The effect of sildenafil on HRV has not been study in dogs; however, the effect of single oral dose of sildenafil reported in healthy men demonstrated no notable influence on the low and high frequency of HRV analysis [1, 28]. In veterinary medicine, sildenafil has been used for treatment of pulmonary hypertension [17]. In dogs with moderate to severe MR together with pulmonary hypertension, sildenafil has been shown to improve clinical score. In several animal models of CHF due to volume or pressure overload, sildenafil has demonstrated effects of antiapoptotic and improved cardiac function [27]. Hence, the possible mechanisms of sildenafil that improves HRV in this study might be due to its cardioprotection (i.e. promote reverse remodeling, reduce myocardial apoptosis and hypertrophy) as suggested by several investigators [18, 25, 27, 29].

Although effects of sildenafil on HRV parameters measured at 90 days after treatment were significantly better than the other groups (the control and enalapril), the effects of sildenafil measured at 180 days did not achieve statistical significance. This is because 5 dogs in the control group have reached the end point earlier than the end of experiment (i.e. development of clinical signs of congestive heart failure). Those 5 dogs also have worse HRV parameters when compared with the remaining 8 dogs in the control group; therefore, when those 5 dogs were removed after D90, the percent change from baseline of some HRV parameters in the control group at D180 seem to be improved dramatically (i.e. NNA, LF/HF).

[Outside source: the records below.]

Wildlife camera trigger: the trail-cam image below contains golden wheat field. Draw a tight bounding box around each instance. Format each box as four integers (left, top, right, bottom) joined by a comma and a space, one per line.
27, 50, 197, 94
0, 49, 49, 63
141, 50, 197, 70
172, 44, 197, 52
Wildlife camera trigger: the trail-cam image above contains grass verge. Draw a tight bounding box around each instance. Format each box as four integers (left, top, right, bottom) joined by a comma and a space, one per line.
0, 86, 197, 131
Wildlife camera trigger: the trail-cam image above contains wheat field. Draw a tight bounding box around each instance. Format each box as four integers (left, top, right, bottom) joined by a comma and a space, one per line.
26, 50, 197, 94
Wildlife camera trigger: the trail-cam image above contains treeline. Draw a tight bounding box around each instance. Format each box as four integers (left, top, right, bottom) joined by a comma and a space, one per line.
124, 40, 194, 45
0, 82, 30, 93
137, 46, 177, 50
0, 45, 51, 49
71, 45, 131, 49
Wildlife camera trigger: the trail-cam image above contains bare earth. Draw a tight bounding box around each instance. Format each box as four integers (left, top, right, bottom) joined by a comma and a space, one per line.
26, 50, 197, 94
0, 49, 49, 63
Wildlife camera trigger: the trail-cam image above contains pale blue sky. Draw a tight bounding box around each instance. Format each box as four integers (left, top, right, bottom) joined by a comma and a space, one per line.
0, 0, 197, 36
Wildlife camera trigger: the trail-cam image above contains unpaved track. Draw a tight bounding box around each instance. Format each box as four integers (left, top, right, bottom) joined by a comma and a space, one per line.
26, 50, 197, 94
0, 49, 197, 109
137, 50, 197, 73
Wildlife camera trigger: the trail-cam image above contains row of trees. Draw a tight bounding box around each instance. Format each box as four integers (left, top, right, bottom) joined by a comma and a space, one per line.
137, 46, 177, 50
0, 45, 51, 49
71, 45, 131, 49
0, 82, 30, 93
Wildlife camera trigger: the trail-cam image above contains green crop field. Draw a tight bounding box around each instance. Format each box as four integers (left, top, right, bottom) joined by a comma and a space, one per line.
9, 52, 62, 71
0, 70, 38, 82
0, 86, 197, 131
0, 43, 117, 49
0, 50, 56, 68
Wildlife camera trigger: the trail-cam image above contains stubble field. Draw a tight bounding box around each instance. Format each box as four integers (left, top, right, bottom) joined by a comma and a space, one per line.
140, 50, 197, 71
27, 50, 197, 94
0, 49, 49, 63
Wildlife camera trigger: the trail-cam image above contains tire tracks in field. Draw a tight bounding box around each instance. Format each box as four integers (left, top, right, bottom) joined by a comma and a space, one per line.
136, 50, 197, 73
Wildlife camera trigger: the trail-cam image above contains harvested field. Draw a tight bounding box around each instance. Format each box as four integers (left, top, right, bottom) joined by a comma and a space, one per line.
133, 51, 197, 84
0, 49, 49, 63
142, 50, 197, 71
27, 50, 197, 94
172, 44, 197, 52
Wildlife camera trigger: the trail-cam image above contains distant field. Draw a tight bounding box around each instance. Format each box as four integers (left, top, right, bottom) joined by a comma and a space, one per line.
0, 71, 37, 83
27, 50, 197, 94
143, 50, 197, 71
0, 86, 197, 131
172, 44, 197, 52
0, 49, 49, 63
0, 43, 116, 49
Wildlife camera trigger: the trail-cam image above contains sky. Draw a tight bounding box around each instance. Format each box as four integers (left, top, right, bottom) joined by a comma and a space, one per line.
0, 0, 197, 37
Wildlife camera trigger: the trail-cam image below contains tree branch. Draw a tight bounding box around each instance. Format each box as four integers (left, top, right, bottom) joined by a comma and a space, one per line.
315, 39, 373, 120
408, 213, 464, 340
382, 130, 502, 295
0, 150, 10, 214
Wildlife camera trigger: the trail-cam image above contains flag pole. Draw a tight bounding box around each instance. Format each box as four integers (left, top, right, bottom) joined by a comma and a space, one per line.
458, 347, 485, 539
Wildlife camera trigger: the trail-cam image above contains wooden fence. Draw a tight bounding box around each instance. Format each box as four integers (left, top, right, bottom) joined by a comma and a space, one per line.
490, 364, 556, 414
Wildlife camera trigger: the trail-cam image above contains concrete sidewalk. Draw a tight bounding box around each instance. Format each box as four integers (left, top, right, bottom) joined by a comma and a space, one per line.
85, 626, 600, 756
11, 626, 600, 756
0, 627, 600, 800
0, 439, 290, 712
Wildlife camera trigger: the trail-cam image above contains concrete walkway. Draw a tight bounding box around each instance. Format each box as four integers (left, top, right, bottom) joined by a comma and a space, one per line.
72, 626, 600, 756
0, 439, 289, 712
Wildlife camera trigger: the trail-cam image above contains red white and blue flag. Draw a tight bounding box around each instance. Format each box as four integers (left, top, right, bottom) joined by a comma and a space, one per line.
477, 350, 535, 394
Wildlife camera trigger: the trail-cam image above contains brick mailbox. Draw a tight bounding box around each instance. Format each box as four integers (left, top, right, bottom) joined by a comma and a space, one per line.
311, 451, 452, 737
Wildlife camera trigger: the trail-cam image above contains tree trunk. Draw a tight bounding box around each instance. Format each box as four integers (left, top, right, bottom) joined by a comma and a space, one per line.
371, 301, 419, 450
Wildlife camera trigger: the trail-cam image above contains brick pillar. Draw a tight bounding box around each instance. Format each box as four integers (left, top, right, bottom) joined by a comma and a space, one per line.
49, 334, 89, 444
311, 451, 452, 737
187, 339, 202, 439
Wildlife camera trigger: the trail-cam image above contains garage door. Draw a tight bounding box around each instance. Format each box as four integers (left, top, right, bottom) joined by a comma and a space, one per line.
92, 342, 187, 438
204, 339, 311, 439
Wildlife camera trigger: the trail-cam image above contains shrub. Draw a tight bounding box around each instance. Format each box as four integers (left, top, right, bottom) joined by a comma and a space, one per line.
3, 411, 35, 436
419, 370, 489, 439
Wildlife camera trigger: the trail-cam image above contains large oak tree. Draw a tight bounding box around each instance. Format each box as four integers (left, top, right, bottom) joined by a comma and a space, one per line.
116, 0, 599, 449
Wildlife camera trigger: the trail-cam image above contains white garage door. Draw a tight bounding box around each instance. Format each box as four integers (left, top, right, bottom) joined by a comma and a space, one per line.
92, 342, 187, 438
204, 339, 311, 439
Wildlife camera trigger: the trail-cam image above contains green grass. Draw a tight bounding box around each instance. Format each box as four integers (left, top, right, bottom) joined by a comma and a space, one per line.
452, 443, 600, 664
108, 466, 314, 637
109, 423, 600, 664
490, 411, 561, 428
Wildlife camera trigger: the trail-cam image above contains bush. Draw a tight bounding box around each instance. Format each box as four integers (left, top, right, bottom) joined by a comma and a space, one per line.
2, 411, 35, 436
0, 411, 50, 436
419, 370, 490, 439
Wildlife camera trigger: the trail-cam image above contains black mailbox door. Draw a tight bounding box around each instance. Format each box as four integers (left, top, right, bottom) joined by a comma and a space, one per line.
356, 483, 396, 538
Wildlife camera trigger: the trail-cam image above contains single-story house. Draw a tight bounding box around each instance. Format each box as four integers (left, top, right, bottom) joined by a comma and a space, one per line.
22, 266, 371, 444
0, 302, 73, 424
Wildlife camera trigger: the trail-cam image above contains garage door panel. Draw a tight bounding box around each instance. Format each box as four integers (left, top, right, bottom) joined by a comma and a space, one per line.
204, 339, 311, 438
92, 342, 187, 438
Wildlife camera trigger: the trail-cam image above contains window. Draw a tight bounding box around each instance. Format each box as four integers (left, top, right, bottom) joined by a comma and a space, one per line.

Reduction in several HRV indices reflects sympathovagal imbalance had been identified as risk factors for sudden cardiac death (SCD) in human patients [26]. One study in CHF suggested that each 10 msec increase in the SDNN could reduce the mortality rate by 20% [5]. These studies implied that patients with reduced HRV indices have poor prognosis. Based on human medicine, we suggest that the HRV in MMVD dogs should be restored to improve sympathovagal balance.

This study has certain limitations. First, the study was not a double-blind, randomized design. Second, the sample size of the present study was quite small and there was no follow up beyond 180 days. However, our results might be still widely applicable for asymptomatic MMVD dogs as the sildenafil will help with improvement of sympathoval balance. Further large clinical trial with double-blind randomized design may help to support ensure our findings.

In conclusion, the indices of time domain analysis were significantly decreased while the ratio of LF to HF of frequency domain analysis was increased in MMVD dogs when compared with healthy dogs suggesting parasympathetic withdrawal and/or sympathetic activation. Asymptomatic MMVD dogs (i.e. ACVIM class B1/B2) treated with sildenafil had increased cardiac autonomic modulation. The changes of HRV indices in dogs treated with sildenafil also suggested that the increase of parasympathetic activity is over the sympathetic activity. Therefore, sildenafil may be useful for maintaining normal autonomic nerve activity in dogs with asymptomatic MMVD.

Conflict of interest

The authors declare that they have no conflict of interest.